Je relis, mais à voix pas si haute! Je marmonne, j'imagine. 
 
On ne parle que de soi. Commentez. 
Bien sûr! Je me retrouve dans tous les personnages et même quand ils ne me ressemblent pas, ils sont encore une extension de mon être. Ils sont ce que je ne suis pas. Beau, courageux, six pieds et deux, yeux bleus.  
 
Avez-vous déjà été censuré? 
Subtilement. Étrange, ça se passait toujours avec mes personnages gais. Du genre : « Encore un gai? Tu ne viens pas juste d'en parler? » Comme si je ne faisais pas la même chose avec les hétéros. Par contre, c'était davantage le cas il y a cinq ans. Je présume qu'on me fait davantage confiance aujourd'hui. 
 
Êtes-vous sensible aux commentaires, aux critiques, au regard des autres? 
Bien sûr que oui. Bien trop. Ça se soigne, mais pas tant que ça : les margaritas, c'est dur sur le foie. 
 
Pourquoi ou pour qui écrivez-vous? 
Comment ne pas écrire pour soi d'abord?
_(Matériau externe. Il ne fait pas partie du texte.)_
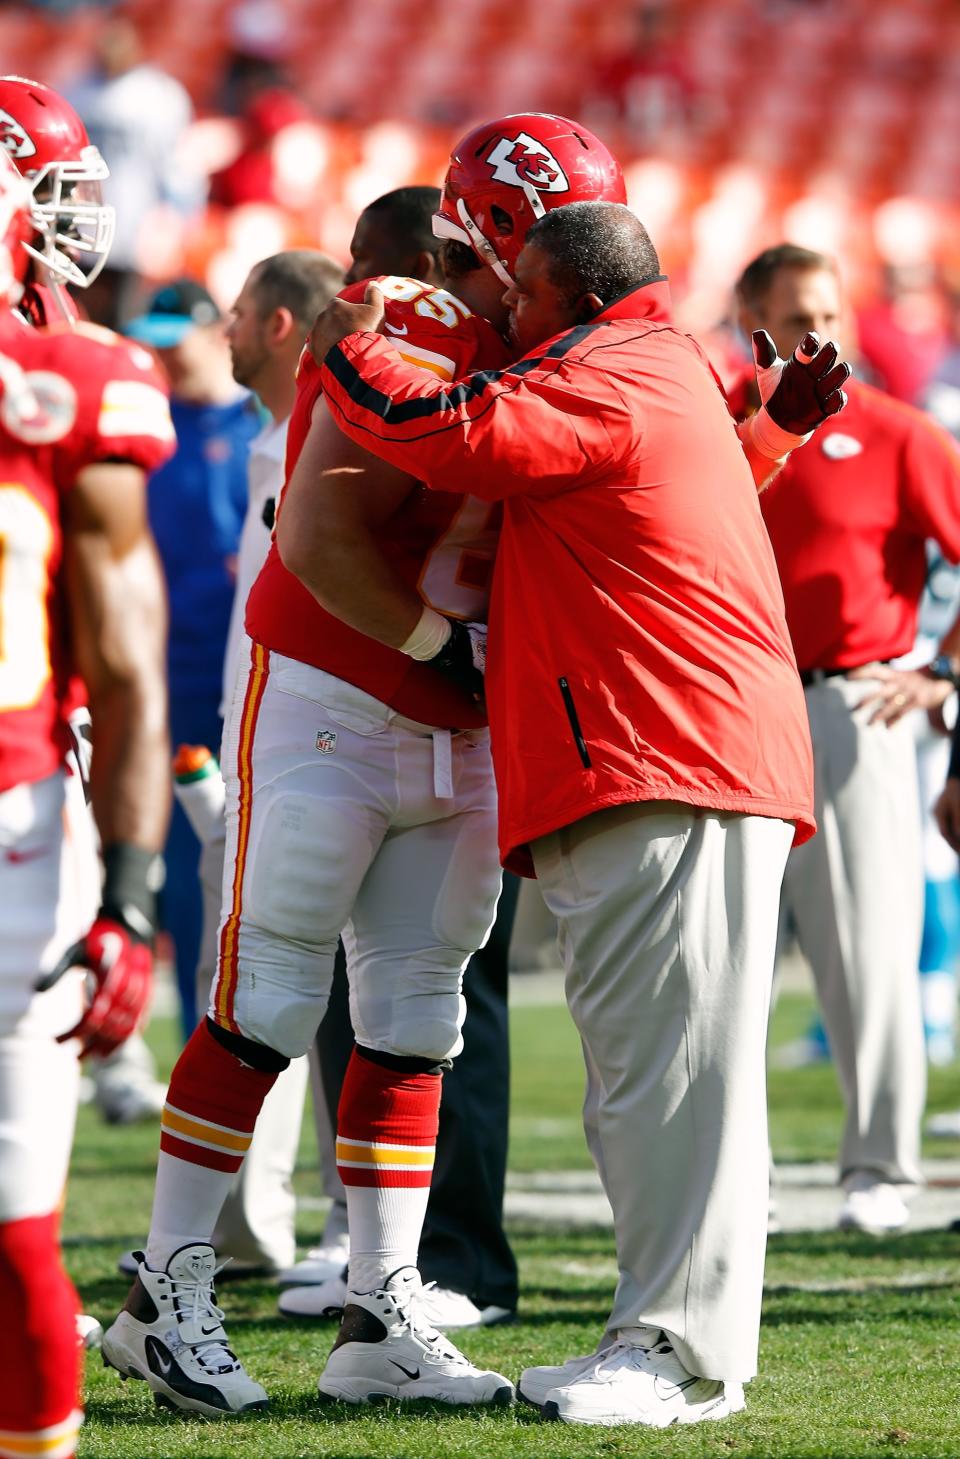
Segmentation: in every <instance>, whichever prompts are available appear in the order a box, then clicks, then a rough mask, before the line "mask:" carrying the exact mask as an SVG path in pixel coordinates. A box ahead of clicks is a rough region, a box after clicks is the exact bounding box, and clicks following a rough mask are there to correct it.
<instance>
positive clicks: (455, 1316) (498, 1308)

C'est si difficile de créer intelligemment qu'il faut, à tout le moins, se faire plaisir en premier. Après, c'est la quête de l'universel. Juste ça. C'est là que j'ai envie de rejoindre les gens.  
 
Avec-vous été étonné par certaines perceptions qu'on avait de votre travail? 
Souvent. Pas toujours agréablement. 
 
Un lieu ou une ville qui vous inspirent? 
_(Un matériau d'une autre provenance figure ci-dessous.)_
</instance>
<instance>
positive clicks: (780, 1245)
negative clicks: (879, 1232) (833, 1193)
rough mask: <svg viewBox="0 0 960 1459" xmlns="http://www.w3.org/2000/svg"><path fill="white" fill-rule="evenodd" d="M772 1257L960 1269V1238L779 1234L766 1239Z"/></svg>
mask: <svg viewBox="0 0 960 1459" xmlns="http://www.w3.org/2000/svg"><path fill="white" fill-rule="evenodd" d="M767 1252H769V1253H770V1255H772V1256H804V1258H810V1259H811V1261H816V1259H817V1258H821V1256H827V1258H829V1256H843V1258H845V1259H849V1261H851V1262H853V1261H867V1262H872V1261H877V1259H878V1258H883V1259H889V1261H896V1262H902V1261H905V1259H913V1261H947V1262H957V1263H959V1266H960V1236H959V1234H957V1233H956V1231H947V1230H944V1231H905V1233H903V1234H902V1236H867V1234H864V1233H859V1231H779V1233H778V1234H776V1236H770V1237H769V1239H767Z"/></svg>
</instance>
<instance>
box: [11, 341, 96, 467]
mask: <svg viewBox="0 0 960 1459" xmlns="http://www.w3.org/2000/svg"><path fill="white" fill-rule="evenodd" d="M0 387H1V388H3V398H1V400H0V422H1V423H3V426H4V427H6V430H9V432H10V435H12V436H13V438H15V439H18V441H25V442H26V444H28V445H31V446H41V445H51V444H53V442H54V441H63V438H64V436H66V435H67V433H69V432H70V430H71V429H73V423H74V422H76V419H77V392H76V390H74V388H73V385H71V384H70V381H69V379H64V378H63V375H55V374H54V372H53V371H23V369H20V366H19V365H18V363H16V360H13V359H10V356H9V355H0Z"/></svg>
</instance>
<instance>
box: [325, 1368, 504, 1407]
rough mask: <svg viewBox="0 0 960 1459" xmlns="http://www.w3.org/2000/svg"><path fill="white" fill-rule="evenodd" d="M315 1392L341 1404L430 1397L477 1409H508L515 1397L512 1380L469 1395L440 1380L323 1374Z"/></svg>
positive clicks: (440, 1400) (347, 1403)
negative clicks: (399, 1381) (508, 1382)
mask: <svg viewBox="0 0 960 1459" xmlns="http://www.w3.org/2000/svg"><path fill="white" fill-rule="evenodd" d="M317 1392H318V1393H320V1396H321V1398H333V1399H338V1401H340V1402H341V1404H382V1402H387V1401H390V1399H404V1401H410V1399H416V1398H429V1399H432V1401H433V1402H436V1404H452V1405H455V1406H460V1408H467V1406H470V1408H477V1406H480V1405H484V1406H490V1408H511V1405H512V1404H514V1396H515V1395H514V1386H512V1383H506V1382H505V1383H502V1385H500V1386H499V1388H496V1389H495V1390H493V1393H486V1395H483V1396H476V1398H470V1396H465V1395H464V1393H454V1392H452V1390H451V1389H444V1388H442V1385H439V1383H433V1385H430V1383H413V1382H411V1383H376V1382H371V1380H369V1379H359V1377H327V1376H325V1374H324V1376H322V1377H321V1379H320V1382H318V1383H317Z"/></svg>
San Francisco. C'est ma ville. C'est là où, à 30 ans, je suis tombé profondément amoureux. 
 
Avez-vous expérimenté la création sous l'emprise de l'alcool ou de la drogue?  
Le vouvray est mon meilleur ami de création. Je vous jure, c'est du solide pour un liquide! 
 
En vous relisant, à jeun, vous êtes-vous trouvé bon?  
Il y a 10 ans j'étais plutôt mauvais à cet exercice. Les lendemains faisaient mal aux cheveux ou très peur, mais maintenant, le vouvray et moi faisons bonne équipe. Comme beaucoup de choses dans la vie, c'est une question de dosage.  
 
Quel serait l'honneur qui vous comblerait le plus? 
Comme le dirait Elvis Gratton : « Think big. » Meilleur scénario original aux Oscars. 
 
Comment souhaiteriez-vous que l'on se souvienne de vous? 
Il mesurait six pieds et deux, il avait un corps de marbre et de si beaux yeux bleus.